A number of studies have verified that SOX4 controlled the TGF-β-induced epithelial-to-mesenchymal (EMT) [14, 32], a process closely associated with increases in invasive and migratory capacity of tumor cells. In the present study, we found that depletion of METTL14 elevated the expression of N-cadherin and Vimentin as well as reduced E-cadherin expression levels, indicating that disruption of METTL14 promotes EMT process, while silencing of SOX4 could reverse this promotion caused by METTL14 knockdown (Fig. 7a). Moreover, It has been reported that SOX4 is an crucial activator of MAPK, PI3K-Akt and Wnt signaling [33]. Here, we found that METTL14 knockdown facilitated the phosphorylation of the PI3K and Akt proteins, indicating that METTL14 knockdown activated the PI3K/Akt signaling, and SOX4 silencing partially reversed the activation of the PI3K/Akt pathway induced by METTL14 knockdown via western blot assays (Fig. 7b).

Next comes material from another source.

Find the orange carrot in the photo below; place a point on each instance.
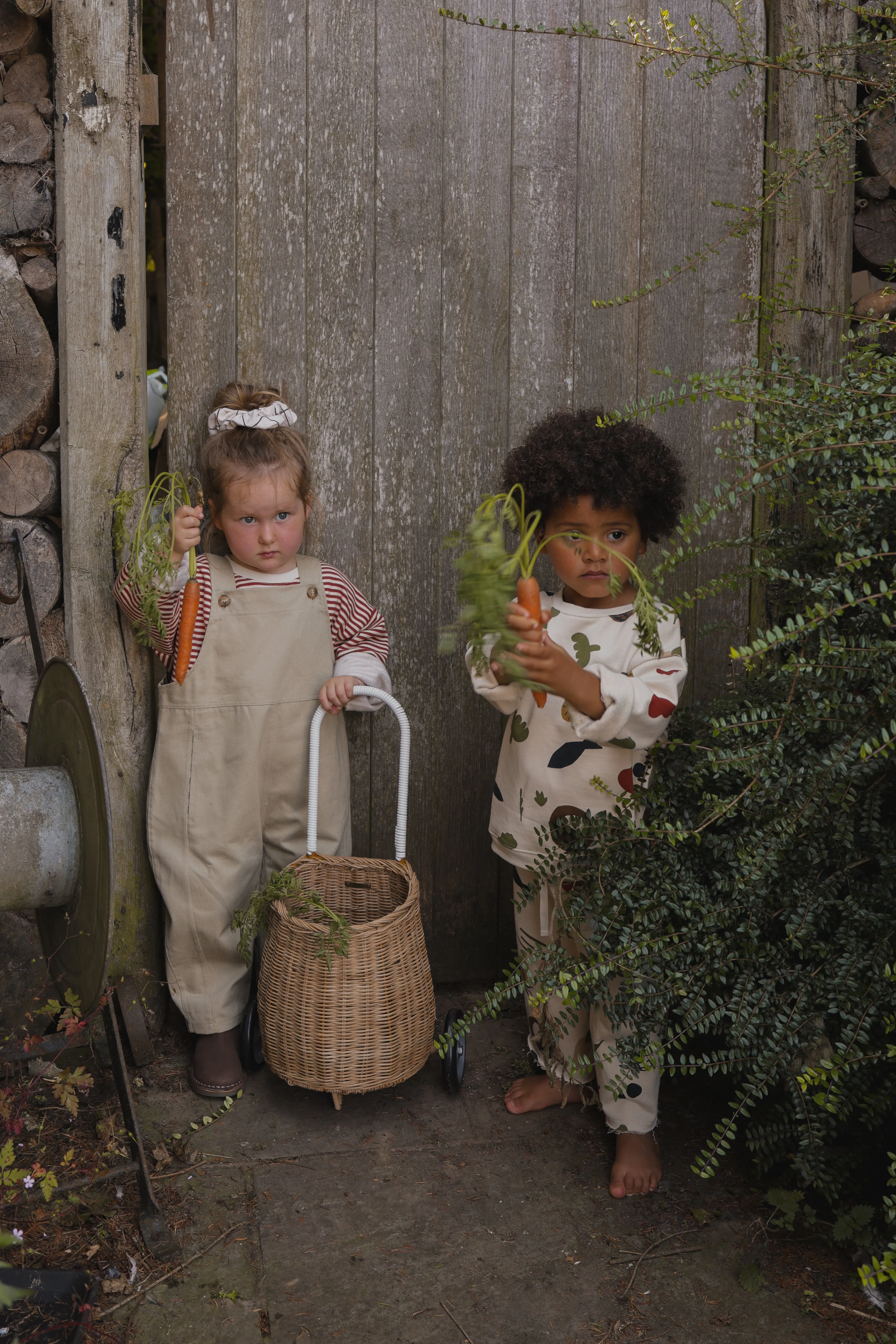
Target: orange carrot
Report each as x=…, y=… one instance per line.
x=528, y=595
x=186, y=630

LY294002, a chemical inhibitor of PI3K, which has been previously reported to block PI3K/Akt signaling [34]. Here, we found that p-Akt expression levels was significantly reduced in LY294002 treated group (Additional file 3: Fig. S5a). Moreover, the abilities of migration and invasion in HCT116 and HCT8 cells treated with LY294002 were significantly decreased in comparison with that in control group (Additional file 3: Fig. S5b, c). Taken together, we concluded that METTL14 exerted its biological function via inactivating SOX4 mediated PI3K/Akt pathway.